With the VSO, Daniels will also perform beloved songs by the likes of Nat King Cole and Duke Ellington. They’re tunes she excels at, not merely due to her vocal skill and silkiness but also because of how she makes them swell with meaning.

“The sentiment of the songs is the most important thing for me,” she says. “Not separate from that is the melody and the musicality, but I don’t sing songs that I can’t make real to me. If I can’t make them real to me as far as my personal experience, observed experience, or imagination are concerned, there’s no way in the world I can make the experience, the storytelling part, real to the audience.

“When I have an opportunity to perform, my experience, my observed experience, and my imagination are unleashed to wrap around the story,” she says. “I make it mine and retell it.”

 
The Western Canadian Music Awards named Dee Daniels Spiritual Artist of the Year for 2020.

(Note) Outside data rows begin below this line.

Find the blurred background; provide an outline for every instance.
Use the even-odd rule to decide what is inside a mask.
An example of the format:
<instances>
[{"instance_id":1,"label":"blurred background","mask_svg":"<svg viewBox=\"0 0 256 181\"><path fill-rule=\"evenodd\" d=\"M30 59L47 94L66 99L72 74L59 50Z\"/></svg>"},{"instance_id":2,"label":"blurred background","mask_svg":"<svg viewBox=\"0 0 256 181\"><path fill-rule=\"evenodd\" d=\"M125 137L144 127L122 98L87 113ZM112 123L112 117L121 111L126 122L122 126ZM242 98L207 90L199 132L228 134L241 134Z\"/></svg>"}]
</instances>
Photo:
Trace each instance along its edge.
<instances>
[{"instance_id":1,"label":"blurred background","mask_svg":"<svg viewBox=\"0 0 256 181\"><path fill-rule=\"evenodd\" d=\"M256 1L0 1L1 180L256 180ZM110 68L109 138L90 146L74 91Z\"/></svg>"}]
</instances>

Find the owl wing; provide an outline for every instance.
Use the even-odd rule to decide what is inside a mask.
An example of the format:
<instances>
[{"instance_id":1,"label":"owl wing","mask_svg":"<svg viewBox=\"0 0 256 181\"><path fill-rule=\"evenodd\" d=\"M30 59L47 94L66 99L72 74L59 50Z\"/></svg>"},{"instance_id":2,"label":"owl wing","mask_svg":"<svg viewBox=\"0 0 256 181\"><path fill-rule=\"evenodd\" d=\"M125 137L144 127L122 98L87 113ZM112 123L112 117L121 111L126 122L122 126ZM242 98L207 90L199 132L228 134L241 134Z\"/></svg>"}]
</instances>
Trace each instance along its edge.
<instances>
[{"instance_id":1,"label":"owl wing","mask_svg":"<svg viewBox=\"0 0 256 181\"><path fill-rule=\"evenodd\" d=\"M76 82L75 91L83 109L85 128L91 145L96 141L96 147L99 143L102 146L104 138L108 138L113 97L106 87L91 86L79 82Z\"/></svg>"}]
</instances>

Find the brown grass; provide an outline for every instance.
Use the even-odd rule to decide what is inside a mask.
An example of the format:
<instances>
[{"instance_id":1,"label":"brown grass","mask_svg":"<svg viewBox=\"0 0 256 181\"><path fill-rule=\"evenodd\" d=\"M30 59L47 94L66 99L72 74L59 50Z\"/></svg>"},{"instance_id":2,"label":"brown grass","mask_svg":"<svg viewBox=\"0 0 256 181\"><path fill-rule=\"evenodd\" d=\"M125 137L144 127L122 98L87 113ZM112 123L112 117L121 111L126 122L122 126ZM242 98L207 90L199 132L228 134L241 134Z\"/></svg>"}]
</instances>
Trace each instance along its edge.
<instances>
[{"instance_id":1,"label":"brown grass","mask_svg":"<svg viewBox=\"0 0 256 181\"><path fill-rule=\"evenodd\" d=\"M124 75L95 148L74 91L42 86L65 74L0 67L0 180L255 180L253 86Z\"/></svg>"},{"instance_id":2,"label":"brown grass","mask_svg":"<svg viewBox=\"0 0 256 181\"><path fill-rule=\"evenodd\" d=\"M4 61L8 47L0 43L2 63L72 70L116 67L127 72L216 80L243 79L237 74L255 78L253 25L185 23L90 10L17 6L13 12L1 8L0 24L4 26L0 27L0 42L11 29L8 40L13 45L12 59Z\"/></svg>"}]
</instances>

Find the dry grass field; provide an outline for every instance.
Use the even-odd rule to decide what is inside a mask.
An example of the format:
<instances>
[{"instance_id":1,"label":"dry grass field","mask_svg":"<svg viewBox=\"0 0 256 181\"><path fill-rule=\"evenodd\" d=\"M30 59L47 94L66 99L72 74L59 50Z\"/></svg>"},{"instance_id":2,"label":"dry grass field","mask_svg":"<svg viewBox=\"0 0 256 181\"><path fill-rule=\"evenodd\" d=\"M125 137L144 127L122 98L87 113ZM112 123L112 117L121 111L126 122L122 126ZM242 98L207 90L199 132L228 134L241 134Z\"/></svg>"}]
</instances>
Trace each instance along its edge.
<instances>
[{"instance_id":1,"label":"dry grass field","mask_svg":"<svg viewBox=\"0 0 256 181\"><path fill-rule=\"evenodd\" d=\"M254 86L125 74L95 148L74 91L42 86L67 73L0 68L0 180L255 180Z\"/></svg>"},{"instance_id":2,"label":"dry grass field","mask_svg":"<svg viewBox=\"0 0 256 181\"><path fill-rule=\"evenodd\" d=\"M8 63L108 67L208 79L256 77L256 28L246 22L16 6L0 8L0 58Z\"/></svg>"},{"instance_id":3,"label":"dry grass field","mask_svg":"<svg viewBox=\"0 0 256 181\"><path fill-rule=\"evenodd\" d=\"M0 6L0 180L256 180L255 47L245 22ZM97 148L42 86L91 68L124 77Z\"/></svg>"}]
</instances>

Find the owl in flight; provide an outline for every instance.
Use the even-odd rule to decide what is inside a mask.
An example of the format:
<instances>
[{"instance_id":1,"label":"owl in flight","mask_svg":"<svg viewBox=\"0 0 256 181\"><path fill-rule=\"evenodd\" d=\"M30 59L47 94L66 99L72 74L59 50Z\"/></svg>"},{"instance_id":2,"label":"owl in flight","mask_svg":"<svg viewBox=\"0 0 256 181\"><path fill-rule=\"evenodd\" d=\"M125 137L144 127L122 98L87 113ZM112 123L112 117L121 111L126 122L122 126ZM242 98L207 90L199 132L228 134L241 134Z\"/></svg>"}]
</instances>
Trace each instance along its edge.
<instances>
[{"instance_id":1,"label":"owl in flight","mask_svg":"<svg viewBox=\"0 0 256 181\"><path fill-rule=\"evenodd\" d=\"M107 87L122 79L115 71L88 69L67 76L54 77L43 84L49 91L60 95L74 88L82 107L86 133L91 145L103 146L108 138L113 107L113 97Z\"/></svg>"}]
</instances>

The Western Canadian Music Awards named Dee Daniels Spiritual Artist of the Year for 2020.

 

Daniels’s performance at the Shadbolt (in person and livestreaming) will be an entirely different program. She’ll perform music from her latest CD, The Promise, with her band (Miles Black on keyboards, Bill Coon on guitar, Miles Hill on bass, and Joel Fountain on drums). She wrote the album while undergoing treatment for breast cancer a few years ago, the 11 gospel-style songs coming to her during meditation. 

“The music was just pouring out,” she says. “When I meditated, I had to have my phone next to me with my voice memo on to record things or I would forget. It was very profound at the time. I was on a journey; I was on a search. It was the most incredible experience I’ve ever been through through meditation.

“It’s my goal, my inspiration, my joyful obligation to share those stories with hopes of them being inspiring and uplifting to other people,” she says.

The CD has garnered her wins in three categories at the 2020 Global Music Awards, and she was named Spiritual Artist of the Year for the Western Canadian Music Awards.

As for what’s next, Daniels has a gig as a hand model for an upcoming movie (a first for the BC Entertainment Hall of Fame inductee) and she has plans to record a new CD just as soon as the border opens anew, with two of her musicians residing in the U.S. She accepts the fact that it’s uncertain when that may be, remaining firmly in the here and now.

“The creative juices are still flowing,” Daniels says. “There’s always something to do. We just have to figure out: where are going to live within our own selves?”